HP’s StoreOnce software, based on next-generation deduplication technology, balances the need to find data quickly with the need to conserve disk space. It does this by storing chunks of data from the same document next to each other, even if they were backed up on different days. “We pay special attention to how and where we store the chunks of data so that when you want to restore in the future your information is less fragmented,” Eshghi says.

This means a single document isn’t broken up and stored in too many places, so that “we can get a guaranteed minimum restore speed,” Lillibridge says.

A storage “amplifier” for customers

HP’s StoreOnce software, which was launched in July 2010, is sold as part of a storage appliance. It’s a box that customers can turn on and start using, says Graham Perry, lead engineer on the deduplication technology development team within HP’s StorageWorks division.
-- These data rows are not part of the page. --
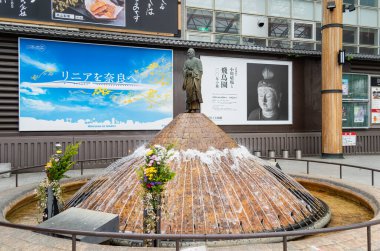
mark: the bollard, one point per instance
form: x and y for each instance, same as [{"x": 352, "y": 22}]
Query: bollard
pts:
[
  {"x": 285, "y": 154},
  {"x": 271, "y": 153},
  {"x": 298, "y": 154}
]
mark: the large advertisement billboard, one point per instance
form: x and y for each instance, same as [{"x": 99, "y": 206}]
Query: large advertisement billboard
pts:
[
  {"x": 142, "y": 15},
  {"x": 238, "y": 91},
  {"x": 76, "y": 86}
]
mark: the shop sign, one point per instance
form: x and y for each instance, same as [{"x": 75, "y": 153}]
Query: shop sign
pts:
[
  {"x": 76, "y": 86},
  {"x": 349, "y": 138},
  {"x": 247, "y": 91},
  {"x": 143, "y": 15}
]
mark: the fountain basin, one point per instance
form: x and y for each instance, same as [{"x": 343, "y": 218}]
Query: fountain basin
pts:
[{"x": 351, "y": 199}]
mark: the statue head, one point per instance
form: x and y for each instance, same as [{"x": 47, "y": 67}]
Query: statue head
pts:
[{"x": 191, "y": 53}]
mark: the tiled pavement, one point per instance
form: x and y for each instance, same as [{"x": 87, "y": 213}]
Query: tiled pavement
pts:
[{"x": 13, "y": 239}]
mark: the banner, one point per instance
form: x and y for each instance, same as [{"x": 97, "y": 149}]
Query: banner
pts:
[
  {"x": 375, "y": 100},
  {"x": 240, "y": 91},
  {"x": 76, "y": 86},
  {"x": 142, "y": 15}
]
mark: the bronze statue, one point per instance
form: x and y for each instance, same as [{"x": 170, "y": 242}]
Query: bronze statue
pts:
[{"x": 192, "y": 73}]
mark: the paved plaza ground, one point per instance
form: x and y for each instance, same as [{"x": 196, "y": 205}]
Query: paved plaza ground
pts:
[{"x": 13, "y": 239}]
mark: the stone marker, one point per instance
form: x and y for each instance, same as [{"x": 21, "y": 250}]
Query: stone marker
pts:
[{"x": 84, "y": 220}]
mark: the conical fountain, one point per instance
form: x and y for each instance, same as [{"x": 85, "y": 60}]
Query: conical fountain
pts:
[{"x": 219, "y": 187}]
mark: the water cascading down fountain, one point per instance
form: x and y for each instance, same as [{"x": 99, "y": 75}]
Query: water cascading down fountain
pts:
[{"x": 219, "y": 187}]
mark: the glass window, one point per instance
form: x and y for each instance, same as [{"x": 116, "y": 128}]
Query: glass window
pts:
[
  {"x": 200, "y": 3},
  {"x": 350, "y": 17},
  {"x": 318, "y": 32},
  {"x": 369, "y": 51},
  {"x": 203, "y": 37},
  {"x": 279, "y": 43},
  {"x": 349, "y": 35},
  {"x": 278, "y": 27},
  {"x": 372, "y": 3},
  {"x": 279, "y": 8},
  {"x": 230, "y": 5},
  {"x": 225, "y": 39},
  {"x": 303, "y": 46},
  {"x": 200, "y": 20},
  {"x": 350, "y": 49},
  {"x": 368, "y": 36},
  {"x": 253, "y": 6},
  {"x": 368, "y": 17},
  {"x": 303, "y": 9},
  {"x": 302, "y": 30},
  {"x": 254, "y": 41},
  {"x": 254, "y": 25},
  {"x": 227, "y": 22},
  {"x": 318, "y": 12}
]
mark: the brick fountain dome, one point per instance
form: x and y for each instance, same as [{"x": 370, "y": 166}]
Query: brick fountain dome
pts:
[{"x": 219, "y": 187}]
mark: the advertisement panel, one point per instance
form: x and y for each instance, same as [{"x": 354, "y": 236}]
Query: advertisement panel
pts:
[
  {"x": 142, "y": 15},
  {"x": 375, "y": 100},
  {"x": 239, "y": 91},
  {"x": 76, "y": 86}
]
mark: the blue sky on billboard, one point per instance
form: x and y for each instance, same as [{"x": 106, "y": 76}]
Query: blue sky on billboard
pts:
[{"x": 94, "y": 84}]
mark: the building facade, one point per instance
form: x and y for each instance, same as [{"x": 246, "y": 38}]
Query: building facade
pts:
[{"x": 277, "y": 32}]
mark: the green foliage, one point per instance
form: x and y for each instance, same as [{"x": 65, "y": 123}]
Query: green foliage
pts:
[{"x": 60, "y": 163}]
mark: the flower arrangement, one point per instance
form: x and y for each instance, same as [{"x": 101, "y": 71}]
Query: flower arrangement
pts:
[
  {"x": 154, "y": 175},
  {"x": 59, "y": 163}
]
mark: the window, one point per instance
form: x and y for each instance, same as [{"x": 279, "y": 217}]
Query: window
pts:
[
  {"x": 229, "y": 5},
  {"x": 368, "y": 36},
  {"x": 279, "y": 8},
  {"x": 279, "y": 43},
  {"x": 227, "y": 22},
  {"x": 368, "y": 17},
  {"x": 199, "y": 37},
  {"x": 349, "y": 35},
  {"x": 253, "y": 6},
  {"x": 371, "y": 3},
  {"x": 366, "y": 50},
  {"x": 278, "y": 27},
  {"x": 302, "y": 30},
  {"x": 303, "y": 9},
  {"x": 200, "y": 20},
  {"x": 200, "y": 3},
  {"x": 225, "y": 39},
  {"x": 254, "y": 41},
  {"x": 303, "y": 46},
  {"x": 355, "y": 101},
  {"x": 318, "y": 32}
]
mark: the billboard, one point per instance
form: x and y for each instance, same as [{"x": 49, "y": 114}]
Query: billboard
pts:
[
  {"x": 76, "y": 86},
  {"x": 143, "y": 15},
  {"x": 238, "y": 91}
]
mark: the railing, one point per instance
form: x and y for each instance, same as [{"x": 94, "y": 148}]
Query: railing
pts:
[{"x": 178, "y": 238}]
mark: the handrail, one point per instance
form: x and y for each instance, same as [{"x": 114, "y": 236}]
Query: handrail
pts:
[{"x": 205, "y": 237}]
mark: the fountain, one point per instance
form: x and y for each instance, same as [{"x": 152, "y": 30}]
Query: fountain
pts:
[{"x": 219, "y": 187}]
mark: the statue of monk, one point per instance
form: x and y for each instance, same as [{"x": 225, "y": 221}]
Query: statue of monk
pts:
[{"x": 192, "y": 73}]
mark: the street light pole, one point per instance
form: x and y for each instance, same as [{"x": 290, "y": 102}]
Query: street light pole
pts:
[{"x": 332, "y": 28}]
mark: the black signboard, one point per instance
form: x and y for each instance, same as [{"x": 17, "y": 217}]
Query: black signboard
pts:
[
  {"x": 143, "y": 15},
  {"x": 375, "y": 81}
]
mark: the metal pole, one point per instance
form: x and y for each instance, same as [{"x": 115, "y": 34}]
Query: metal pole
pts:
[
  {"x": 369, "y": 238},
  {"x": 73, "y": 242},
  {"x": 177, "y": 245},
  {"x": 284, "y": 243}
]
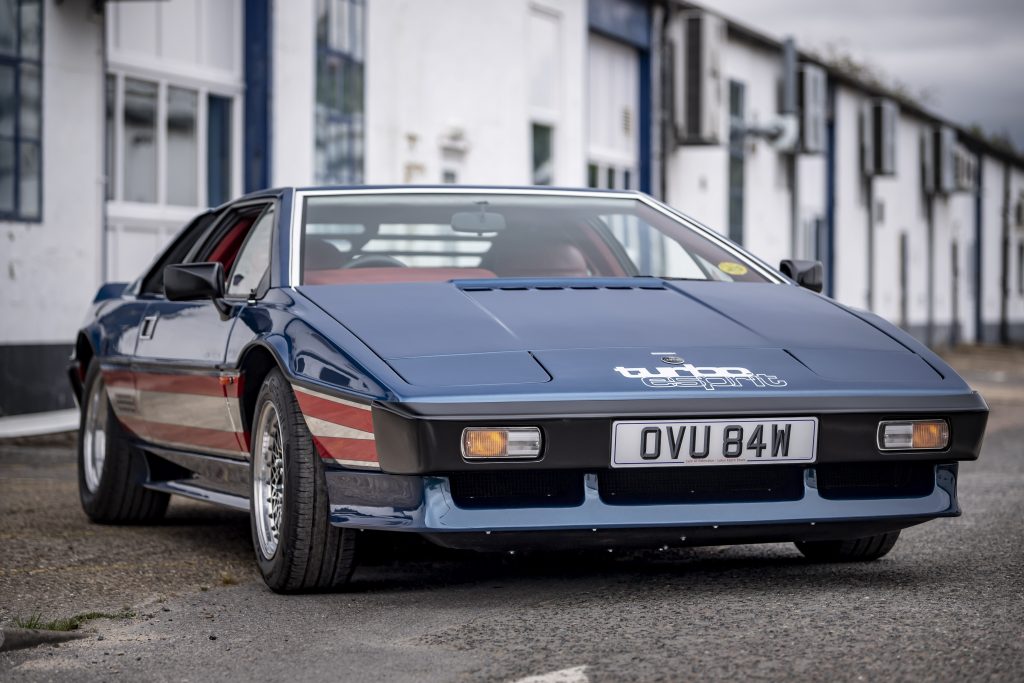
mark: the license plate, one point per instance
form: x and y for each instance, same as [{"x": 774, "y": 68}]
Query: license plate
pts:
[{"x": 694, "y": 442}]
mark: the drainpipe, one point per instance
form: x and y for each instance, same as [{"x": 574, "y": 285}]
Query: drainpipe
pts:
[
  {"x": 829, "y": 252},
  {"x": 979, "y": 282},
  {"x": 869, "y": 190},
  {"x": 790, "y": 110},
  {"x": 103, "y": 217},
  {"x": 660, "y": 100},
  {"x": 930, "y": 223},
  {"x": 1005, "y": 299}
]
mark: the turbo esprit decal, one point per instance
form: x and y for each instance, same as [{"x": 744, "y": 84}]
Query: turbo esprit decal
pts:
[{"x": 710, "y": 378}]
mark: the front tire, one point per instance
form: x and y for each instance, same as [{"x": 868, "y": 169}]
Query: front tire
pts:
[
  {"x": 850, "y": 550},
  {"x": 297, "y": 549},
  {"x": 112, "y": 472}
]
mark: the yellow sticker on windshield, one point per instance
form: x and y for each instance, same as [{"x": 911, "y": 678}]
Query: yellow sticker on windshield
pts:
[{"x": 732, "y": 268}]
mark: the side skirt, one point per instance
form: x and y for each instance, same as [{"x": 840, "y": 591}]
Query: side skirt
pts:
[
  {"x": 204, "y": 477},
  {"x": 205, "y": 495}
]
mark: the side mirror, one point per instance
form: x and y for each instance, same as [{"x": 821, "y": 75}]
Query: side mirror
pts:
[
  {"x": 810, "y": 274},
  {"x": 187, "y": 282}
]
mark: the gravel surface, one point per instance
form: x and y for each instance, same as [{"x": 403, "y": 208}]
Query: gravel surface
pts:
[{"x": 946, "y": 604}]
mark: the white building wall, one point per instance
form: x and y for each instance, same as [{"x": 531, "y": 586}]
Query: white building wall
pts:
[
  {"x": 188, "y": 44},
  {"x": 993, "y": 172},
  {"x": 293, "y": 92},
  {"x": 457, "y": 97},
  {"x": 697, "y": 184},
  {"x": 50, "y": 269}
]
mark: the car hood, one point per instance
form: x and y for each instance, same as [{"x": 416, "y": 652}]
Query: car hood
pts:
[{"x": 623, "y": 336}]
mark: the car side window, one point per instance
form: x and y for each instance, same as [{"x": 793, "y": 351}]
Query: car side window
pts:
[
  {"x": 254, "y": 259},
  {"x": 176, "y": 253},
  {"x": 226, "y": 239}
]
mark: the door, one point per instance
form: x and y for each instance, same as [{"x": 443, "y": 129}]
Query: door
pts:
[{"x": 187, "y": 398}]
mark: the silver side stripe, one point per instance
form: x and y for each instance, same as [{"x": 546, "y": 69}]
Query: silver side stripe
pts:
[
  {"x": 188, "y": 410},
  {"x": 324, "y": 428},
  {"x": 355, "y": 463},
  {"x": 334, "y": 399}
]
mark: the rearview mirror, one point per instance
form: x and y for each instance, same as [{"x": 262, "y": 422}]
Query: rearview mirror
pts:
[
  {"x": 809, "y": 274},
  {"x": 187, "y": 282},
  {"x": 477, "y": 221}
]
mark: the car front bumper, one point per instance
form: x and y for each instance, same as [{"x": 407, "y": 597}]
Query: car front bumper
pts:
[{"x": 425, "y": 504}]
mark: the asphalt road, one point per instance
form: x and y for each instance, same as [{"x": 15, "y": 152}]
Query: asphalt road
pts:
[{"x": 946, "y": 604}]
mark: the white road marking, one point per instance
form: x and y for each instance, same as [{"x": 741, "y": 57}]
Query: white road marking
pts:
[{"x": 573, "y": 675}]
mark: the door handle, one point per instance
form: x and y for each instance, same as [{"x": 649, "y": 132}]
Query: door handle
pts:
[{"x": 148, "y": 326}]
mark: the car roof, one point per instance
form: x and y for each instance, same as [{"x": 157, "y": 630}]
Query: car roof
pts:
[{"x": 440, "y": 188}]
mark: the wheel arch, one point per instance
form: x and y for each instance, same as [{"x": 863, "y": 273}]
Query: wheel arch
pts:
[{"x": 256, "y": 363}]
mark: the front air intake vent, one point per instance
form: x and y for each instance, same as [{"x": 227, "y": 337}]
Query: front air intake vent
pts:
[
  {"x": 520, "y": 488},
  {"x": 734, "y": 483},
  {"x": 863, "y": 480}
]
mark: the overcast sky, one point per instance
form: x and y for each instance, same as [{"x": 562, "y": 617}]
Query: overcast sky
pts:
[{"x": 968, "y": 54}]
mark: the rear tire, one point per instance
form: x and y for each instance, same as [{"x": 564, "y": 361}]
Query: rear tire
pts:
[
  {"x": 111, "y": 470},
  {"x": 297, "y": 548},
  {"x": 850, "y": 550}
]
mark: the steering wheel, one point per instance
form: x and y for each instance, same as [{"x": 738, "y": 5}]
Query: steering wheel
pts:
[{"x": 375, "y": 261}]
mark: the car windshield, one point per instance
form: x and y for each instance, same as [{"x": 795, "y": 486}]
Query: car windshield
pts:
[{"x": 353, "y": 239}]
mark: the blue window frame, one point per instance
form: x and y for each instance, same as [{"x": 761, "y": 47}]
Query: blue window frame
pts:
[
  {"x": 20, "y": 110},
  {"x": 340, "y": 42}
]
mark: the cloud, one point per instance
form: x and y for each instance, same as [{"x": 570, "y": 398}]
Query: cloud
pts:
[{"x": 968, "y": 55}]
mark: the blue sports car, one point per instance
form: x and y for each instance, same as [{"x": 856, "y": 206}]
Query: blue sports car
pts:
[{"x": 500, "y": 369}]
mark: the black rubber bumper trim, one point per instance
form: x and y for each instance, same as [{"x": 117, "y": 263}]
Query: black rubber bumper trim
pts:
[{"x": 409, "y": 444}]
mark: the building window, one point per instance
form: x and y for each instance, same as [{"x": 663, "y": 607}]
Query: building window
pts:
[
  {"x": 139, "y": 120},
  {"x": 162, "y": 136},
  {"x": 543, "y": 168},
  {"x": 182, "y": 146},
  {"x": 340, "y": 32},
  {"x": 20, "y": 109}
]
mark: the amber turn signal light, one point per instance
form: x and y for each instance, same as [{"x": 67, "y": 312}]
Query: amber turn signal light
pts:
[
  {"x": 509, "y": 442},
  {"x": 913, "y": 435}
]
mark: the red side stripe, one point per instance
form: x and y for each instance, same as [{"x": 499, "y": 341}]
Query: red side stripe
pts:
[
  {"x": 322, "y": 409},
  {"x": 204, "y": 385},
  {"x": 346, "y": 449}
]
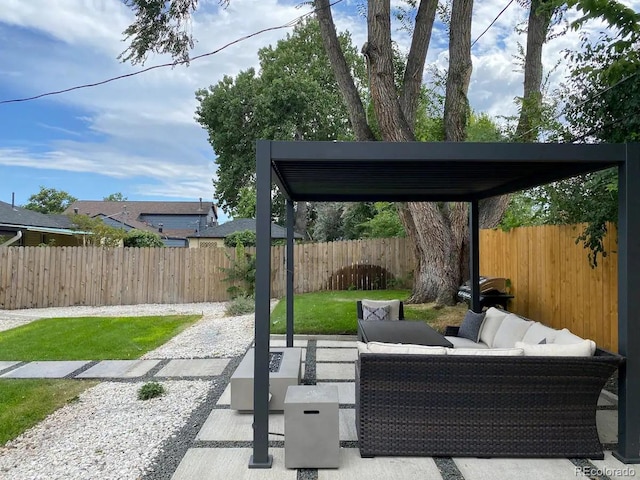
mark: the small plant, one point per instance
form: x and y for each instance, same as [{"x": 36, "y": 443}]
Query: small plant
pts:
[
  {"x": 150, "y": 390},
  {"x": 241, "y": 305}
]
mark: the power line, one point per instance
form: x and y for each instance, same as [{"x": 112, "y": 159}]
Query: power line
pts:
[
  {"x": 491, "y": 24},
  {"x": 289, "y": 24}
]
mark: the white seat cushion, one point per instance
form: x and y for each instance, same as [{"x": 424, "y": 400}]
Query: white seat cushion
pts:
[
  {"x": 405, "y": 348},
  {"x": 492, "y": 320},
  {"x": 582, "y": 349},
  {"x": 461, "y": 342},
  {"x": 538, "y": 332},
  {"x": 489, "y": 352},
  {"x": 394, "y": 306},
  {"x": 511, "y": 330}
]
This offers customers the option of backing up data that needs to be easily restored, but doesn’t necessarily require split-second access. Backing up changes made to a database from a remote office might fall into this category, Perry says.

“Customers have been asking us for an amplifier that could boost their storage capabilities,” Perry says. “That’s what data deduplication does. It allows you to store more data for less money, and it allows you to manage it in a user-friendly way.”

HP has been working on advancing this technology for some time. In July 2008, the company released a solution to help small and medium-size businesses to accelerate their backups. Since then, HP has evolved the technology to be more than six times faster and have ten times more capacity, Eshghi says.

“It’s the difference between a Model T Ford and a modern Mercedes,” Perry says.

In addition, HP has improved the technology’s ease of use. HP's data deduplication technology has been re-engineered to make it easier to manage data services and backups at remote offices, for example. “It’s a massive step forward from what was offered two years ago,” Eshghi says. “StoreOnce represents an architecture that allows us to aggressively take data deduplication technology to enterprise customers.”

Eshghi says the technology also stands out because of its flexibility. “The same kind of architecture can be used in a variety of different situations,” he says, citing examples that range from data centers to remote offices with limited hardware.

HP Labs a valuable sounding board for new ideas

HP Labs has played an important role in the development of HP’s data deduplication technology. “We were working on data deduplication before backup speeds became a problem,” Eshghi says. “When we brought the idea to our colleagues working on product development, it was a perfect fit for HP’s customers and it’s now an important part of HP’s product portfolio.”

Eshghi describes the HP Labs’ relationship with HP business units as “symbiotic.”

Perry says HP Labs helps the company’s business units quickly explore the viability of new ideas. “Ideas come from all over the place, but as with everything, the devil is in the details,” he says. “The ability to vet ideas with HP Labs and quickly determine which have potential and which ones have already been explored makes us much more efficient.”

HP is looking to the future with StoreOnce, which is currently being sold in appliances with capacity for 40 terabytes of data after deduplication. That number is expected to rise to 90 terabytes in six months, and will multiply tenfold once multinode technology is ready.

“One of the big pushes will be to go from an appliance, which is made up of a single box, to clusters or federations of these boxes working in multiple-node systems,” Perry says. “The data explosion is so rapid that it’s overtaking anything that you could handle with a single piece of hardware.”